With respect to the above incident, the following declarations are particularly relevant:

1) Cranking the source back at the end of the exposure appears to be a manual action - since forgetting to do so leads to an unsafe condition. In the client radiography bay described, the source would be forced to return to the shielded position before the door could be opened. [Note: in the event of a power failure the source can be manually wound back in].

2) Failure to observe the radiation actuated visible alarm. The report does not provide enough detail to know if this failure could be down to inadequate visibility of the alarm, and its not clear if an audible indication was also given (also see below). Either way, the radiographer has failed to react to warning signs that radiation was still present.

3) Bypassed the audible alarm. This probably means that there is an audible alarm for the duration of the radiation exposure - probably loud to. It is possible that the radiographer muted this alarm (either using a mute button if fitted, or by making a modification or simply covering up the alarm to deaden the sound). This is clearly bad practice but also may be down to bad design - an obnoxious audible alarm that is too loud may well be muted if the user finds it unpleasant or annoying.

4) Failed to observe survey meter upon entry - it is not clear if the monitor was taken into the shooting room switched off, or switched on but not observed, or just not taken in at all.

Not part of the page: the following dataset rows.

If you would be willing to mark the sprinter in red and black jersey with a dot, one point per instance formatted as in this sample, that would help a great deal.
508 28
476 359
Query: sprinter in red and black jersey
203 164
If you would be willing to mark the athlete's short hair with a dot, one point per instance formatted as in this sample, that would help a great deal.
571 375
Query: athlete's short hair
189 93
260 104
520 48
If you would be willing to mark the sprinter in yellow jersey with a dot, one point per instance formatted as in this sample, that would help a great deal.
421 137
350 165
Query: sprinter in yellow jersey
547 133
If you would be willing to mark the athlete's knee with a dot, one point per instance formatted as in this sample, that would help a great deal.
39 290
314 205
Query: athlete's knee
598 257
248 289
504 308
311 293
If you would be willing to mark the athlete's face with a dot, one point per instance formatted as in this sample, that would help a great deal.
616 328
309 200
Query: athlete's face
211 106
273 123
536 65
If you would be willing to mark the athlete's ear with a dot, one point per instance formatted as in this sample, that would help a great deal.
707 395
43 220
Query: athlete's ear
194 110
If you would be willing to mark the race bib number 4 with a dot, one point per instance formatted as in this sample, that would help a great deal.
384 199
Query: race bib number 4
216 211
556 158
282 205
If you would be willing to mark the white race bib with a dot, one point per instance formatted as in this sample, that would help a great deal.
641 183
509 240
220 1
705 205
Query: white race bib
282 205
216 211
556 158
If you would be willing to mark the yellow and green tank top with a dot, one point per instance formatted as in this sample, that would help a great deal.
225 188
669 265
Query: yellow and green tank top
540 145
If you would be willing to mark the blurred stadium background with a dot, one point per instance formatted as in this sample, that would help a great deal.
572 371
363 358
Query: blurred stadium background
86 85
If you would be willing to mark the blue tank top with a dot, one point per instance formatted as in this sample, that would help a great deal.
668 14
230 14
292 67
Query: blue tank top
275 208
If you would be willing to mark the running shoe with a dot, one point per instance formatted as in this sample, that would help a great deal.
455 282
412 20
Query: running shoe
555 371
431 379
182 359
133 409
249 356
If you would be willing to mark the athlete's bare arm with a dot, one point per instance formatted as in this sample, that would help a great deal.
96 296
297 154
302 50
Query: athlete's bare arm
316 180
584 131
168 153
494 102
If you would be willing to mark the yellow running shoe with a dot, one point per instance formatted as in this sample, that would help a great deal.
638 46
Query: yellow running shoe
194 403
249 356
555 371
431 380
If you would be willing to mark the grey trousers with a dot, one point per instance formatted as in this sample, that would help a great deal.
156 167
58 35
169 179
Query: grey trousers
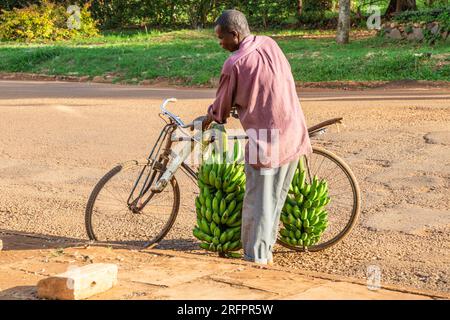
265 194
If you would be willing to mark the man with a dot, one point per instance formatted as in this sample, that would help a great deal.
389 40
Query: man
257 80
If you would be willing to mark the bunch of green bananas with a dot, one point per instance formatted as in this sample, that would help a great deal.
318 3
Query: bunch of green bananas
219 204
304 216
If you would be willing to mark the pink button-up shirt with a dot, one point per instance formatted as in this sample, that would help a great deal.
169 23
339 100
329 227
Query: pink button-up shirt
258 81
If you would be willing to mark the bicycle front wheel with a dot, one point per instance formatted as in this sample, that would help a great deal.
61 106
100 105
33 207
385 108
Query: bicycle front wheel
344 207
112 217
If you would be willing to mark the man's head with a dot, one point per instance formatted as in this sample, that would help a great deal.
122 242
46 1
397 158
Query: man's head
231 29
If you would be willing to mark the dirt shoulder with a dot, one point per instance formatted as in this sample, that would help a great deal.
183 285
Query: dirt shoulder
168 274
59 138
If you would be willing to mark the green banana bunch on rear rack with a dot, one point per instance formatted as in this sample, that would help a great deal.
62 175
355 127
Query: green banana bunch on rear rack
304 215
221 180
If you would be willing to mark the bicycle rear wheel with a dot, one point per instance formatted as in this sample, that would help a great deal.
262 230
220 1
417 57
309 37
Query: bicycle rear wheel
110 218
344 207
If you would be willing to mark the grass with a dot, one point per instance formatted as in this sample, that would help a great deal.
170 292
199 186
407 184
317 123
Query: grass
191 57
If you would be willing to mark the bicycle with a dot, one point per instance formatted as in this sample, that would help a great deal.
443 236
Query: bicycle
147 195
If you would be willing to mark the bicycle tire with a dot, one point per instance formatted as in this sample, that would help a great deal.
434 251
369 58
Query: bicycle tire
355 211
106 178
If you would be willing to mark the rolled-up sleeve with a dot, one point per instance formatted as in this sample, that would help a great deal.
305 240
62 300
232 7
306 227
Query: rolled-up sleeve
220 109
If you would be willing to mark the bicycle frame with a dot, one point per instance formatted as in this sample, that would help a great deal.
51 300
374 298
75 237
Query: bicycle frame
163 162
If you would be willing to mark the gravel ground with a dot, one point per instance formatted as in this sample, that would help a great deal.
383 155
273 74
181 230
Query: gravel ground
55 147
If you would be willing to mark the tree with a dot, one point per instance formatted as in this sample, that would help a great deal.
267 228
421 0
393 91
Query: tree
299 7
400 5
343 30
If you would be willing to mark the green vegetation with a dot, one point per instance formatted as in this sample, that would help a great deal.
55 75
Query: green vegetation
194 57
46 22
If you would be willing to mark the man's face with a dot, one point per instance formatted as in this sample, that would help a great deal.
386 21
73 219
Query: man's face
228 40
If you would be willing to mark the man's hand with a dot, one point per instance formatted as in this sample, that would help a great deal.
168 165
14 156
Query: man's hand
205 122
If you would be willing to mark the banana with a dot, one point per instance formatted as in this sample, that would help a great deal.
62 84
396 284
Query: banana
284 233
232 206
216 218
296 212
301 180
208 215
289 208
299 198
218 183
212 177
201 198
298 224
307 204
223 206
198 205
204 226
230 197
304 214
225 216
215 204
306 223
212 227
306 190
208 203
304 236
223 238
236 224
217 232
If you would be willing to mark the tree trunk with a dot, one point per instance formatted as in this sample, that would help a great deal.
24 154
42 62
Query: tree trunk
299 7
343 30
399 6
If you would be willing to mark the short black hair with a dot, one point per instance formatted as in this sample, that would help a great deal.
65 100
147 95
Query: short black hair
233 20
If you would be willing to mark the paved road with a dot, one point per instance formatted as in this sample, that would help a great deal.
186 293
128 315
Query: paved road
59 138
39 89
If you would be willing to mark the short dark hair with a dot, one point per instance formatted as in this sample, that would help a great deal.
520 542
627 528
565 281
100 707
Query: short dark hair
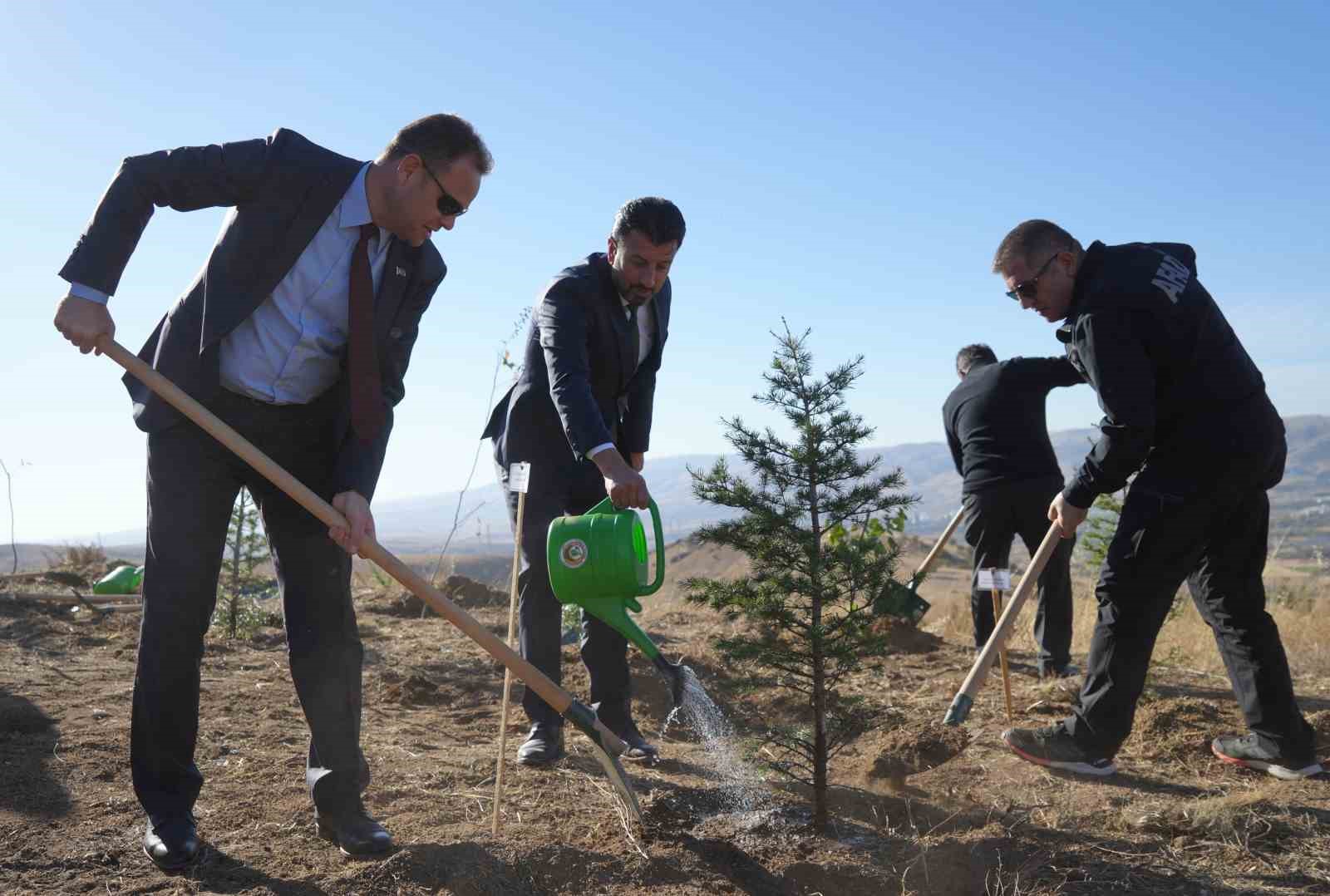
441 139
656 219
968 357
1031 239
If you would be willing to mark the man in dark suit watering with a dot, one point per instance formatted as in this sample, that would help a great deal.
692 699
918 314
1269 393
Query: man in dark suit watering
580 414
297 332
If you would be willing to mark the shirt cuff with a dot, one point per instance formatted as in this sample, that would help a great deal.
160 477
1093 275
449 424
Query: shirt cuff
81 292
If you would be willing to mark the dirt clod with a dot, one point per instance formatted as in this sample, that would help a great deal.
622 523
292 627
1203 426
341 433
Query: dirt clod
1176 729
909 750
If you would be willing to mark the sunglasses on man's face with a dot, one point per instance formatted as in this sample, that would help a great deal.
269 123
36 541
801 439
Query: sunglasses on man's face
449 206
1028 288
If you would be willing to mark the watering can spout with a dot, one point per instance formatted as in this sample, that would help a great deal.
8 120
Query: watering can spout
673 674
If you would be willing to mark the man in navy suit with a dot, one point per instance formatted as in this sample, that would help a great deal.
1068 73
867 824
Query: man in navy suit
580 414
297 332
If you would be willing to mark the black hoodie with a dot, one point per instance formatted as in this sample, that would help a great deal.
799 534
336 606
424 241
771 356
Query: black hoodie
1175 383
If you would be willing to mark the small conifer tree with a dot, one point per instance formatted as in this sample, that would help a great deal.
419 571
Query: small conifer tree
813 523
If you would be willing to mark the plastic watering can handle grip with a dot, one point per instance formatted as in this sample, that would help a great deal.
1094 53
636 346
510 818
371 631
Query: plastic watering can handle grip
660 554
604 507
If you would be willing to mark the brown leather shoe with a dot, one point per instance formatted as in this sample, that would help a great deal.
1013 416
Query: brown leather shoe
172 843
354 831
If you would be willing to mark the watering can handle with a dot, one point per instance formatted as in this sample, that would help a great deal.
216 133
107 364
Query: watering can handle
660 554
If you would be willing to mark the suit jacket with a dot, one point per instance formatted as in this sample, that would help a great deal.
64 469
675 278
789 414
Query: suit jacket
578 386
281 190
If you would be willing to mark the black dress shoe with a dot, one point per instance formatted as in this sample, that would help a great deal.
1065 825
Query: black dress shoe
354 831
172 843
543 746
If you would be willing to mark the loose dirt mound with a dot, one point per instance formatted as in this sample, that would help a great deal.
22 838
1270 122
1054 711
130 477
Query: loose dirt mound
909 750
904 638
459 589
17 716
414 690
1174 730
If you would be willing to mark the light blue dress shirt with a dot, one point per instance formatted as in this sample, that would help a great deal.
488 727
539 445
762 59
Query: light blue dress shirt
290 350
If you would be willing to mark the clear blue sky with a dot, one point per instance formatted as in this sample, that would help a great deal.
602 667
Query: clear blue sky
849 166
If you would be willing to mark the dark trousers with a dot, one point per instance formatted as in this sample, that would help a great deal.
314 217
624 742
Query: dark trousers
192 485
994 517
540 614
1212 534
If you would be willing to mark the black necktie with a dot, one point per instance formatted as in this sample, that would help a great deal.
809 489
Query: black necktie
362 363
633 339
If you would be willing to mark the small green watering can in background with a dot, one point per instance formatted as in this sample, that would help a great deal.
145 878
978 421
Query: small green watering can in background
598 561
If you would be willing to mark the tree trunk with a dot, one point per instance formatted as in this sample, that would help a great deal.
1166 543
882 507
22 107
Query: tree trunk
233 609
820 696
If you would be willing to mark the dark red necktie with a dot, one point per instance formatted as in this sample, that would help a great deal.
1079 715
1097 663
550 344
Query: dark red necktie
362 362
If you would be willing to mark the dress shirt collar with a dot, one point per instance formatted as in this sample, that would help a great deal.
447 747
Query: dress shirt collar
356 205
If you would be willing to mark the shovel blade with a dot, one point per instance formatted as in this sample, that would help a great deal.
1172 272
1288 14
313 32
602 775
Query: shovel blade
585 721
902 601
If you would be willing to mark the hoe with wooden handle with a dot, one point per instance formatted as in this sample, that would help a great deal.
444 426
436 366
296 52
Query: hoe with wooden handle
605 745
964 698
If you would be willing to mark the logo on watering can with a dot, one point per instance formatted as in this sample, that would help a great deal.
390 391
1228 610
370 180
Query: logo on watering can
574 554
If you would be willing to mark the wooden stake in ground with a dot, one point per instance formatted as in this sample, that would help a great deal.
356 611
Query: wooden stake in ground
1002 656
519 475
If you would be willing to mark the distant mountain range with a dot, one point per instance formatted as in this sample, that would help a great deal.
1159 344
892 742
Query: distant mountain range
1300 520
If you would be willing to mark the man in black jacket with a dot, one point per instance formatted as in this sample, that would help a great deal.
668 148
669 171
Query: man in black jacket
297 332
580 414
998 435
1187 407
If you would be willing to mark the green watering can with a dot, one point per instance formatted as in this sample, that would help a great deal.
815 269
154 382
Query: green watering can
598 561
121 580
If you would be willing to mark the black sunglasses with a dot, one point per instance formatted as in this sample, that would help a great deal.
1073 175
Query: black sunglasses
1030 288
449 206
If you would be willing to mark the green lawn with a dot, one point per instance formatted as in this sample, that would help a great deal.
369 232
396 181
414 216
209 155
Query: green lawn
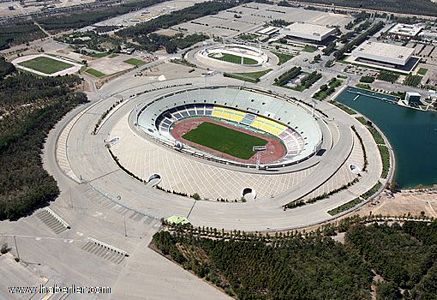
95 72
45 65
309 48
135 62
283 57
223 139
385 157
422 71
251 77
98 54
235 59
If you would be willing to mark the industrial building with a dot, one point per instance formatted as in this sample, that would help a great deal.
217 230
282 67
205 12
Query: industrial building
307 32
386 56
401 30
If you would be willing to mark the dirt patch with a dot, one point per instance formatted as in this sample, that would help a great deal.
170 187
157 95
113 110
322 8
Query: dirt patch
275 148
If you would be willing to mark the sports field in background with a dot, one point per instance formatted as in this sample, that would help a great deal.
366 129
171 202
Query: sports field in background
235 59
135 62
223 139
45 65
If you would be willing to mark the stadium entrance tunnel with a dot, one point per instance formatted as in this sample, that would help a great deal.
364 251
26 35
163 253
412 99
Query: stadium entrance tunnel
248 194
153 180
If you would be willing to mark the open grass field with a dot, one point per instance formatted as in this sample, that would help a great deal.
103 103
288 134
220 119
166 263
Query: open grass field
135 62
94 72
251 77
45 65
235 59
223 139
283 57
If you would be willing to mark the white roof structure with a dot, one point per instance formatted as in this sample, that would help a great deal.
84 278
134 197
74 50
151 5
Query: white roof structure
385 53
409 30
308 31
268 30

Items 1-4 are a catastrophic failure of bad design (if the shooting room was designed for enclosure radiography conditions), inadequate engineering and safety features, inadequate management and supervision, and inadequate training in radiation safety practice. In addition, an alarming personal dose meter would have potentially mitigated the dose received once the individual had entered the room by then providing a warning of radiation still being present.

Dose assessment

By industrial radiography standards, 2.48 TBq (67 Ci) of Ir-192 is a high activity source (High Activity Sealed Source - HASS). The dose rate expected at 1m from the source (un- collimated) would be about 280 mSv/h, tending towards 2800 Sv/h at 1cm (i.e > 3000 Sv/h on the source). The potential source handling exposure (i.e. extremity rate to the hands) would be of the order of 50 Sv/min or 0.8 Sv/second. Given that the right hand calculated exposure was nearly 400 mSv it is very unlikely that the individual came close to actually handling the source (or source within its collimator). This is very fortune since handling for only a few seconds would have likely resulted in deterministic effects to the fingers (i.e. radiation burns). The whole body dose of 81mSv would indicated a resident time of perhaps 17 minutes at 1m from the source. Obviously actual distance would vary with time, however at a distance of 10cm from the source the whole body dose rate is nearly 8mSv per second so its unlikely they could have come this close given that the whole body recorded dose of 81mSv would be reached in just over 10 seconds.

Overall the dose assessment shows that the individual was very lucky not to receive a dose of radiation leading to deterministic injury or even death.